A luta antirracista precisou da voz e de um tapa de uma mulher branca, celebridade e mãe de dois filhos negros, para transformar a boa fúria no mais estrondoso gesto recente contra os supremacistas.
A luta contra o golpe precisou do manifesto de banqueiros e liberais de todas as áreas para virar o mais potente desagravo público em defesa da democracia brasileira em tempos bolsonarianos.
Giovanna Ewbank e Roberto Setubal fizeram pelo combate ao supremacismo e ao fascismo o que mães negras e forças populares tentam e nem sempre conseguem.
Giovanna com o gesto solitário de enfrentamento da racista portuguesa. Setubal como parte do ato coletivo pela preservação do sistema eleitoral, que se alastrou pelo país.
É compreensível que se pergunte: e se uma negra, e não uma branca, tivesse dado o tapa na cara da racista em Portugal?
E se fossem apenas os militantes de esquerda de sempre que tivessem assinado o manifesto pela democracia?
São falsos paradoxos. São apenas situações do nosso tempo. O impacto da reação de Giovanna foi maior do que seria, mesmo em Portugal, se a mãe das crianças fosse uma das angolanas que também tiveram os filhos agredidos na praia pela mesma mulher.
E o manifesto teria o mesmo impacto previsível de uma nota dos Juristas pela Democracia, se não tivesse grandes empresários como signatários.

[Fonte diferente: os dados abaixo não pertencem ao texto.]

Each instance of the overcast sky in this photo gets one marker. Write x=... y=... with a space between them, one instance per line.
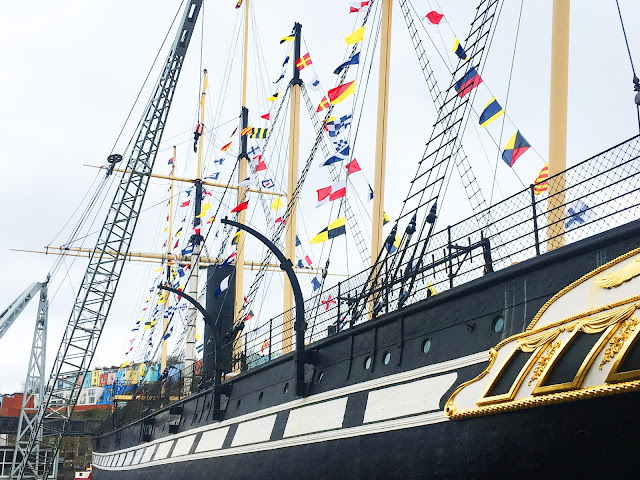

As manchetes sobre o caso de racismo destacavam o nome de Giovanna. A mãe das crianças atacadas tinha um nome a ser destacado.
As manchetes sobre o manifesto pela democracia citavam Roberto Setubal e outras figuras da elite econômica brasileira. A reação ao golpismo vinha com identidades de peso.
Mas, sem desmerecer Giovanna e Setubal, foram e são geralmente brasileiros sem nome na imprensa os que agiram com destemor antes dela e dele.
A grandeza dos gestos da atriz e do banqueiro deve muito aos anônimos que vêm lutando há muito tempo contra o racismo e o fascismo.
São as mães negras que enfrentam cotidianamente os ataques das hienas contra seus filhos, desde muito antes do bolsonarismo.
São militantes da democracia que saem às ruas desde o golpe de 2016. Giovanna Ewbank e Roberto Setubal fortalecem e alargam o alcance dessas lutas.
Os gestos dos dois torna menos invisíveis as mães negras que têm filhos agredidos e assassinados (principalmente pelas polícias) e os militantes pela democracia ameaçados pelo fascismo.
Que outras mães brancas gritem junto com Giovanna e as mães pretas e que mais banqueiros, fazendeiros e empresários assinem o manifesto ao lado de Setubal. Mas não só porque os seus bens e as suas famílias foram ameaçadas.
Que façam uma boa gritaria ao lado de todos os que já gritam há muito tempo sem manchetes nos jornais e sem suporte do sistema de Justiça e das instituições da República.